Below is a picture of me with my college buddies after graduation. We’re hiking in a desert, camping, going to the beach, and now we’re middle aged men texting each other all day:

There was no preparing for the computer revolution of the 1990s… imagine going to college and not knowing anything about the industries to come like EBAY, Amazon.com and Facebook! These companies have changed the face of business and all I got was an art degree. My generation learned quickly and bought our cellphones and posted on the internet and bought stuff from Amazon and used our Apple products like good like tech-heads. Most of us still can’t set the clock on the VCR but that console is going in the trash anyways because we stream our video rentals through Amazon.

I can’t remember if I got on Facebook in 2007, but it slowly took over so much of my social life that it scared me.

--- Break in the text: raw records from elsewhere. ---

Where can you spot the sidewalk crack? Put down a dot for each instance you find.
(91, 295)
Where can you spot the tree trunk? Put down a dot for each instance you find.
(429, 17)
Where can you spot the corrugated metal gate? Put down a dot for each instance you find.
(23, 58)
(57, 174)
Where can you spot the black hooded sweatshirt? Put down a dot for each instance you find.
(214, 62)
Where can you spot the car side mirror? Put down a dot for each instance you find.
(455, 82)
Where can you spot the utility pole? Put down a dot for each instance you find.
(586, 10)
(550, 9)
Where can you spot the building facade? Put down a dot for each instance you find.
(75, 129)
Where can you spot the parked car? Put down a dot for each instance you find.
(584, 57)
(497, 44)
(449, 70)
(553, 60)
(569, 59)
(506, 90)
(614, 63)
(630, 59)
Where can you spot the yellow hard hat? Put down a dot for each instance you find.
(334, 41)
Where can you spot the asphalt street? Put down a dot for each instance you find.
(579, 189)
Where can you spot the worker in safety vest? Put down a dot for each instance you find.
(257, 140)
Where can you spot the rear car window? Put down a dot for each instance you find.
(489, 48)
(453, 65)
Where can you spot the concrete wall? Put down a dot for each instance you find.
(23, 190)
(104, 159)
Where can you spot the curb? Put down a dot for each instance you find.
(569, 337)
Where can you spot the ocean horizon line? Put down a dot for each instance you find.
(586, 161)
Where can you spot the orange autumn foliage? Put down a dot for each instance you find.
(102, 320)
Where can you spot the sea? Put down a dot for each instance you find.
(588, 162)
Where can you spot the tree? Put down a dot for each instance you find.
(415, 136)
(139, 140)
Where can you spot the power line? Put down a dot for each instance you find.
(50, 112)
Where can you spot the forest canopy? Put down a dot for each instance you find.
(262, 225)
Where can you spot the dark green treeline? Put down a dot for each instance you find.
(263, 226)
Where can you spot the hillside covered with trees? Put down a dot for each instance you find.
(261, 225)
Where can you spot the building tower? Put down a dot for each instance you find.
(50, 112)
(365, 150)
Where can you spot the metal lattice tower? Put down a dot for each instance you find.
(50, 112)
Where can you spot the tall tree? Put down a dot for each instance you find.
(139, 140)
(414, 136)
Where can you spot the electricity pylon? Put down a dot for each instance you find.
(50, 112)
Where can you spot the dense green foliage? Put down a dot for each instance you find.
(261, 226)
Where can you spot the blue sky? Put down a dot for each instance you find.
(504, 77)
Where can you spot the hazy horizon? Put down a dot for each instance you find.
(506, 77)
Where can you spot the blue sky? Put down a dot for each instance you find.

I fasted from Facebook for all of 2010, but all that did was develop my addiction to Twitter. Like so many other Facebook or other social media users, our lives have been changed. I’ve reconnected to long lost friends I grew up with, even the people I graduated with in 1988 found me and we can see each other’s families or send notes of prayer and support.

My Facebook page has become a live studio experience where I can paint and draw in front of my friends. This isn’t exactly putting on a show, I’m not performing, I’m just drawing with the camera on:

https://www.facebook.com/dougtennapel/

Facebook has become how I check in on my mom, my mother-in-law, my wife and the various clubs and groups of friends I’ve grown to love over the years. Still, it’s hard to like Facebook. I sort of resent it, because I want to meet people in reality and I have to settle for an experience of a few well-posed pics and a glance at 5,000 people’s lives.

I recently asked a question to a group about if they were happier before they got a smart phone and nearly everyone responded that they were happier before they had a phone. My question to you is were you happier before you got on Facebook?

BIO – Writing Earthboy Jacobus

The first graphic novel I ever made was GEAR. Nickelodeon picked it up and we made it into the TV series Catscratch. That seemed easy. My next graphic novel was Creature Tech, a personal, idiosyncratic, strange journey of Dr. Ong, a man with an alien attached to his chest trying to bring him back to God. I sold those movie rights to Fox/New Regency. The next book I made took me just three or four months to write and illustrate and it was called Tommysaurus Rex. I sold the movie rights to Universal for the most I’ve ever sold anything to anyone. This seemed easy! I decided to write my masterpiece, Earthboy Jacobus.

I spent over two years pouring over that book, writing and sketching everything to perfection.

Earthboy Jacobus
(above) A heavily edited script page with corresponding thumbnails for Earthboy Jacobus

Nobody wanted what I still consider one of the best stories I’ve ever told. It remains unsold today, and I kind of like it that way. It keeps me humble, hungry and has lowered my expectations on all of my books since then. It’s important to not just make books to be sold, but to tell stories just so they can be told.